© Glyn Genin/APA
Minutes later we landed, the first boat on the island that day. “Twenty-thousand-and-one”, grinned Joe as he helped me off the boat like a true gent. Our boat party had been told to make the most of being first on the island, so before I could even turn to wave the boat was already pulling off and we were left to ascend the steep steps of Skellig.
Before embarking on the climb we were given a starkly honest safety briefing; two people fell and died here a few years ago, and not because they were being careless – the rocks really are that dangerous. Now a little fearful, we began the advance. After ten steep steps I was already breathless: Skellig Michael was about to give me the ultimate fitness test and I was determined to reach the top before any other boats landed.
The steps zig-zagged upwards on the side of the steep island, colourful little puffins nestled in holes and on rocks and the views out to sea, the mainland and Little Skellig were spectacular. I passed sheer drops on either side of the steps in some places, there were rarely safety railings to clutch onto and the novelty of those adorable puffins wore off as I became more focused on not tumbling to my death.
A taxing forty minutes later, after numerous rest stops and water breaks, I arrived at the monastery, panting and disorientated. Laid out before me, standing humbly among the rocks, were the foundations of ancient buildings and the famous beehive-style huts that you see in every brochure, calendar and postcard of Kerry. Over the years Skellig Michael has seen all kinds of attacks, from battering winds to charging Vikings in the eighth and ninth century – yet the buildings still stand over a thousand years later.
It is thought (no one really knows for certain) that the monks arrived on the island in the sixth century and brought with them all the masonry needed to construct this modest home. Even the plateau itself is man-made, as the island has no naturally flat surface. This was monasticism to an extreme degree.
Looking out on the stunning blue canvas of sea and sky towards Little Skellig, home to the the largest gannet colony in Europe, I reflected on the sheer bravery of those monks. But just as soon as I began to search for that “magical” feeling, the rest of the tourist throng reached the top of the steps. Among the 50-odd people that had joined me, my tranquility was ruined and the magic – if it was there at all – was well and truly gone. I decided it was time to make my descent.
“So, how was it?” Joe Roddy asked me expectantly back on the boat. “Great,” I replied, “very beautiful.” I wasn’t lying, but the doubt in my voice conveyed that I wasn’t as touched as some visitors have been. He hid any disappointment well and was soon in high spirits again, teaching me the four-step as we careered through the ocean.
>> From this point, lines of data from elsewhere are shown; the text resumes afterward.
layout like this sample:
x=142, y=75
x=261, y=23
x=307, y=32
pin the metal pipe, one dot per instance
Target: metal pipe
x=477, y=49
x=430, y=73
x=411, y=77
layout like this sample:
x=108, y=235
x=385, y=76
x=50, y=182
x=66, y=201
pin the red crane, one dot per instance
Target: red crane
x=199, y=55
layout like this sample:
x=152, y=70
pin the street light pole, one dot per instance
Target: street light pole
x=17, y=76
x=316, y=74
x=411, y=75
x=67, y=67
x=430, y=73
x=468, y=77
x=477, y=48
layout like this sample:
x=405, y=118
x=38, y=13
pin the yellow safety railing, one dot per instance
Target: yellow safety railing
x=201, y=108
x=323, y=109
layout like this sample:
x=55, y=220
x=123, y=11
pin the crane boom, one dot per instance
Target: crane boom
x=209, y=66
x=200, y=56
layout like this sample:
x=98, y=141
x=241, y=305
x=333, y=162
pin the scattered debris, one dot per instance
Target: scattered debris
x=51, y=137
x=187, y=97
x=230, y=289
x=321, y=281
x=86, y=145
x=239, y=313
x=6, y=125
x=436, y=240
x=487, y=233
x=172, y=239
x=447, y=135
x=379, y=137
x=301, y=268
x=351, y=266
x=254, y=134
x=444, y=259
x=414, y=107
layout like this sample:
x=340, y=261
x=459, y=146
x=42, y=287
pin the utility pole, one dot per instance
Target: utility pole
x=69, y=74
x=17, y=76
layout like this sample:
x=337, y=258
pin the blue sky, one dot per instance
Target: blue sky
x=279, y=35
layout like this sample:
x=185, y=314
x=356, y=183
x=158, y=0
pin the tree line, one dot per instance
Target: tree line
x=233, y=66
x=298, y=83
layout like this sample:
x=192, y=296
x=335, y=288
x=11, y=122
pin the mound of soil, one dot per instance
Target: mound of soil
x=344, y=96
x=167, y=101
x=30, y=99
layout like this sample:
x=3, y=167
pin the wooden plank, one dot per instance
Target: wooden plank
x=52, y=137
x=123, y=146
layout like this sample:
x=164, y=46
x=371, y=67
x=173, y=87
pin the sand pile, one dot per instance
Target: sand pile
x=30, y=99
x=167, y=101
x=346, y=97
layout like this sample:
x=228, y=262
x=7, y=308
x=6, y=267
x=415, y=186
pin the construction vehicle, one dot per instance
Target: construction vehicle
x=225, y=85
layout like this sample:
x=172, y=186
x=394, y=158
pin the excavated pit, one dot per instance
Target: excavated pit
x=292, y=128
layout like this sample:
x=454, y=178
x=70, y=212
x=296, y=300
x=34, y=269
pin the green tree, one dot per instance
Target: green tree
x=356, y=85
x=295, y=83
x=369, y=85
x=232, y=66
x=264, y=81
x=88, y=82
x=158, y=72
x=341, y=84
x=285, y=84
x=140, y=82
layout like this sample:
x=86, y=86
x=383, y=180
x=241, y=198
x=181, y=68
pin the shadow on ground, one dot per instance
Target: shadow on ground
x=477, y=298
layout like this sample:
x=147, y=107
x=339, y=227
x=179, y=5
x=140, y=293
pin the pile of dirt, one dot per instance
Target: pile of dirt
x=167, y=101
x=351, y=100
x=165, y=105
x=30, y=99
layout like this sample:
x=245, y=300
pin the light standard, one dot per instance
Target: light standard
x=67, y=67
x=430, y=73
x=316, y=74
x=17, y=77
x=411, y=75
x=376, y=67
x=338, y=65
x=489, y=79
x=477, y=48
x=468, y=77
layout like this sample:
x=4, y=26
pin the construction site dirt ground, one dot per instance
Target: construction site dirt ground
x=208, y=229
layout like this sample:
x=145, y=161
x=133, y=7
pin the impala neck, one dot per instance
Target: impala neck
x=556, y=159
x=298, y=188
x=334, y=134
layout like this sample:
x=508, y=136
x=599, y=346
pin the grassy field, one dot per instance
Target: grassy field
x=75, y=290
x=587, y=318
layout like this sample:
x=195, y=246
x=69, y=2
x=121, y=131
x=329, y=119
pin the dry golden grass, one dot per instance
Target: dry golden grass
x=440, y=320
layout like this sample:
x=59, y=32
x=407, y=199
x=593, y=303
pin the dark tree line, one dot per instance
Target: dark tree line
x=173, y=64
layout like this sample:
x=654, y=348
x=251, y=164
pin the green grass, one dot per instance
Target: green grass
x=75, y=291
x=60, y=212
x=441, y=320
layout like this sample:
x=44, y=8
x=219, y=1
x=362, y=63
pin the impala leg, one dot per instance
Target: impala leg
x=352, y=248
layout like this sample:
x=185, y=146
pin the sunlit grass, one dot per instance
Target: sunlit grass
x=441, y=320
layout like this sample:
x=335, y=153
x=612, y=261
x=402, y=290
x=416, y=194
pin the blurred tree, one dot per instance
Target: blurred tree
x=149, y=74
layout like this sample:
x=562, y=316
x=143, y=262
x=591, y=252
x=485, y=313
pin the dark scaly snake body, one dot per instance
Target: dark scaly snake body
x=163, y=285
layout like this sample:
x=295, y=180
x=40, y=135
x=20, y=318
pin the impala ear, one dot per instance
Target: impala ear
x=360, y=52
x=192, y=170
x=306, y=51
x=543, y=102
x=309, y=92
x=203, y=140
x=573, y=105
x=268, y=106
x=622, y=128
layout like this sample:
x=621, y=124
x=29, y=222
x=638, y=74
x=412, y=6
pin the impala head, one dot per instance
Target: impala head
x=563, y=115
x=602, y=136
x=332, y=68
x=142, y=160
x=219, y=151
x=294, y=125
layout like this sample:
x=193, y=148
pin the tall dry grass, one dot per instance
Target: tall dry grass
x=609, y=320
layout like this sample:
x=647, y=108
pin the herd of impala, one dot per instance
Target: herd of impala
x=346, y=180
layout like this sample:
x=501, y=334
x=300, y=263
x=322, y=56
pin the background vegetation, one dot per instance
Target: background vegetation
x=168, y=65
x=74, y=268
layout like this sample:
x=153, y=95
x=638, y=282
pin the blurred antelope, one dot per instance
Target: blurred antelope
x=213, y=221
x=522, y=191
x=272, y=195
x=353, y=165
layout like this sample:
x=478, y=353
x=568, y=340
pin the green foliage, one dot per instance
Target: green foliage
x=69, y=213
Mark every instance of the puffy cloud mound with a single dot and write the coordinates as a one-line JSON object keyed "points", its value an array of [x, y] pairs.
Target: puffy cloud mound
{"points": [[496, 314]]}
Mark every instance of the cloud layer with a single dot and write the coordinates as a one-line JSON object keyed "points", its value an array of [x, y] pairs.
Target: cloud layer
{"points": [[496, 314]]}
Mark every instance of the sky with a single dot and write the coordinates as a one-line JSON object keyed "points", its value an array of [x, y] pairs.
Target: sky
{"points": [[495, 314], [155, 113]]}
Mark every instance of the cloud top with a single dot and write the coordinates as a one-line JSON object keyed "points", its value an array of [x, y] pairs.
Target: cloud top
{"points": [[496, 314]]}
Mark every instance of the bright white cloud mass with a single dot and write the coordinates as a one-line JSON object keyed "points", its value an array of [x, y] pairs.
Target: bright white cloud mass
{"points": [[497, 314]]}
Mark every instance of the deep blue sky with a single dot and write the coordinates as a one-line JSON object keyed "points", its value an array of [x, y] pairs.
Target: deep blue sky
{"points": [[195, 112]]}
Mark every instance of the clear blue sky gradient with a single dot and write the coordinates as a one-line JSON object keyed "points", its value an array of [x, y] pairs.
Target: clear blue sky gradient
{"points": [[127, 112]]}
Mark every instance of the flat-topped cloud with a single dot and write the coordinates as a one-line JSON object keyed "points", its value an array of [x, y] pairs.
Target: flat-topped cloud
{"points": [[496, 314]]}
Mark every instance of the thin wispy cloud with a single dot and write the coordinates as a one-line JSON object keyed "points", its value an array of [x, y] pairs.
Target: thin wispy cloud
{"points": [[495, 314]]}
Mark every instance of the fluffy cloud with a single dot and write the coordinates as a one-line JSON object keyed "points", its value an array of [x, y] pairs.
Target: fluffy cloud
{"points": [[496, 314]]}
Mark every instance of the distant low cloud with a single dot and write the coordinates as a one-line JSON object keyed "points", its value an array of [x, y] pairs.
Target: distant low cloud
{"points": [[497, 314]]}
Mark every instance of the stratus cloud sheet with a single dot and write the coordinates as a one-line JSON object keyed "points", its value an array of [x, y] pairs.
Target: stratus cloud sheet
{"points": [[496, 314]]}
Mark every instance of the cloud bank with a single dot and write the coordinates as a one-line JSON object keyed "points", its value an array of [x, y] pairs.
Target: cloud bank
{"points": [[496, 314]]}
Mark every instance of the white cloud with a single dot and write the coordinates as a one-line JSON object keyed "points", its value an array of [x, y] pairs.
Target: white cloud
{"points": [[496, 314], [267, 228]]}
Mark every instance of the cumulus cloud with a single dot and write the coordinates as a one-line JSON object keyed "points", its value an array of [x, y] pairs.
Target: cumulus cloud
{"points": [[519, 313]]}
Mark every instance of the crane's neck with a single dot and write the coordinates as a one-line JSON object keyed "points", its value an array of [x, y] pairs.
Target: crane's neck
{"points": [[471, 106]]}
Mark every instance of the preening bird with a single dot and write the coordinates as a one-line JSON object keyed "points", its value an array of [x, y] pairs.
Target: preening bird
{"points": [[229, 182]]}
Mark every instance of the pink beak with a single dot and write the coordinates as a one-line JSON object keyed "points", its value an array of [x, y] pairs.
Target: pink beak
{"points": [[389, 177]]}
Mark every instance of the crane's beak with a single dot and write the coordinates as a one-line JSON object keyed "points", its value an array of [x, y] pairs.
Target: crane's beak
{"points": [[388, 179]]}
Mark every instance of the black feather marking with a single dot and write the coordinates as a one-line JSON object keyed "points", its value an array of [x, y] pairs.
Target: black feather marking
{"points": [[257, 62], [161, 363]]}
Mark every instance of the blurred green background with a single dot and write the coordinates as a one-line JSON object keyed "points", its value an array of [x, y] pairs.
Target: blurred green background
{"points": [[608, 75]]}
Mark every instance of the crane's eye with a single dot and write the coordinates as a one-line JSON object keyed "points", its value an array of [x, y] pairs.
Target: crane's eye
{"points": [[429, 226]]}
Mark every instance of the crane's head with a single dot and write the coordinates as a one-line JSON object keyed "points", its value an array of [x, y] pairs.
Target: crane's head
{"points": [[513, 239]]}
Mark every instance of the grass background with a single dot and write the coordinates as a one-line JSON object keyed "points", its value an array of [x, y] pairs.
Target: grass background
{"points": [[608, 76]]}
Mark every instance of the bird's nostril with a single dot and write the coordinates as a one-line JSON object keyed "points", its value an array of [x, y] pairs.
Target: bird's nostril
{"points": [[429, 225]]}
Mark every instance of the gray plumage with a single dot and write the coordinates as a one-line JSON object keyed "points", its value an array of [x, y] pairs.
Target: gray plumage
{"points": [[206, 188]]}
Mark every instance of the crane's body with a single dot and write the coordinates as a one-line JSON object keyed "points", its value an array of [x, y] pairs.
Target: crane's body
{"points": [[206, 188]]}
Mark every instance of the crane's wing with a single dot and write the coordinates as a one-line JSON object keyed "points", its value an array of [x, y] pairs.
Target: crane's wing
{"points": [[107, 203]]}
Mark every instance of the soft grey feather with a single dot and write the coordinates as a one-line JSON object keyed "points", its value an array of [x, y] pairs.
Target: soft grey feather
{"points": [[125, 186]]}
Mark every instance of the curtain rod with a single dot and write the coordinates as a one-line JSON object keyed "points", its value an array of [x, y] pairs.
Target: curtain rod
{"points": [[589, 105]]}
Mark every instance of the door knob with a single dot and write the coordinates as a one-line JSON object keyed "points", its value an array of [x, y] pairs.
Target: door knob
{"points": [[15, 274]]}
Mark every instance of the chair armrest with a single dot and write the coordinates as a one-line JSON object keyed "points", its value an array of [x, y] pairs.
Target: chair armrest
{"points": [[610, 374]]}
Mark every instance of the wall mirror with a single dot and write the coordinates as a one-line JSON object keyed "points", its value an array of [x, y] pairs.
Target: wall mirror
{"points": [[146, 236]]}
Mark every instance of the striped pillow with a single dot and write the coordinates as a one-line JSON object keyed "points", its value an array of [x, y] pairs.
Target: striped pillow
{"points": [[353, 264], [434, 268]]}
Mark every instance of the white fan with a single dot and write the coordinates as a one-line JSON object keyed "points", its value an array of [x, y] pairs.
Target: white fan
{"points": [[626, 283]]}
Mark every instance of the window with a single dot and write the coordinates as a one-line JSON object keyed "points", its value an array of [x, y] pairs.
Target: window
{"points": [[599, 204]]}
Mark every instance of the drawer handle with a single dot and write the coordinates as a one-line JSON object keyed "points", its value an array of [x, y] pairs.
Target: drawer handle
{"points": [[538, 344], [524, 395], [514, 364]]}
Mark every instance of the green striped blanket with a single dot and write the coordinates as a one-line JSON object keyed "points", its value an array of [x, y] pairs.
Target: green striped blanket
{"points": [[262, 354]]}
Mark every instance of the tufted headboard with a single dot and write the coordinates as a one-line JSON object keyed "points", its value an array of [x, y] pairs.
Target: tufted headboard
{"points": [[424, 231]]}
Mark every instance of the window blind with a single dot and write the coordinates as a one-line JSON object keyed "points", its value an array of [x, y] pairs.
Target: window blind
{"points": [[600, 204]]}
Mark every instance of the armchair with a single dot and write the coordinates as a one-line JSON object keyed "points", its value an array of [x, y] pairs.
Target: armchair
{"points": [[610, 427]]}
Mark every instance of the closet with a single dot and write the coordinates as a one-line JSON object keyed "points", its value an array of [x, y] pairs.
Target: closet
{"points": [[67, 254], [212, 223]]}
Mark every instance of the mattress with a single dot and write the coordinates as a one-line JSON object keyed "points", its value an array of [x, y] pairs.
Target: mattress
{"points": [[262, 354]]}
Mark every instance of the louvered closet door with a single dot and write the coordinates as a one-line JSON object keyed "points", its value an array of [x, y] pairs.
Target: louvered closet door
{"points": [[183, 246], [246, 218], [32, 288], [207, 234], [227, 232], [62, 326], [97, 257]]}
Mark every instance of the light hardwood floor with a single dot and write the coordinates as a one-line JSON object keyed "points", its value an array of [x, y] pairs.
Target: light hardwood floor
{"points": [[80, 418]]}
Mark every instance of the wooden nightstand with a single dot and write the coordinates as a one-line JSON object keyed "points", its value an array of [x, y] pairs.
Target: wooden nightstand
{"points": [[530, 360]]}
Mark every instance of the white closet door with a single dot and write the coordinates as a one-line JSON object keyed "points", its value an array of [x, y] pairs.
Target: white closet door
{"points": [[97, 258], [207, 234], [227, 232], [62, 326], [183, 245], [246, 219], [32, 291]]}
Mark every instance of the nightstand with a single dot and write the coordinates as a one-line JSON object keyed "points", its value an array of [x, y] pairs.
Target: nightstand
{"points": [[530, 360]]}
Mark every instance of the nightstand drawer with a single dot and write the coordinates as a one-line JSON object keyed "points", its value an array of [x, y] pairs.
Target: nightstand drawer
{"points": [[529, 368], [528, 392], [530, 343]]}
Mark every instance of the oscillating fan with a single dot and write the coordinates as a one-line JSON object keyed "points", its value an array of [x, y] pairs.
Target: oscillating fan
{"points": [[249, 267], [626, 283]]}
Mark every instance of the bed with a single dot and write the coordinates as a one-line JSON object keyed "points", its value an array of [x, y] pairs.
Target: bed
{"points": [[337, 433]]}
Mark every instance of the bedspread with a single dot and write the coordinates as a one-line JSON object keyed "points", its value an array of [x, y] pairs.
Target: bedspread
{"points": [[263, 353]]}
Dancing has got him into trouble a few times, he told me, as he believes every lady deserves to dance, whether her husband approves or not. When we landed back in Portmagee we shook hands and he sent me on my way, merry as ever.
It was only when I was in the car later that afternoon, exploring the circular coastal Skellig Ring road – a route without the coach-congestion of the more popular Ring of Kerry – when I finally felt that “magic”. As I turned a corner and drove up a slight hill onto the cliff tops, Skellig Michael rose up from the edges and sat solitary, proudly and determinedly in the choppy North Atlantic. Slowing to a standstill, only then did I really understand the gravity of the island’s history and the lives its inhabitants led.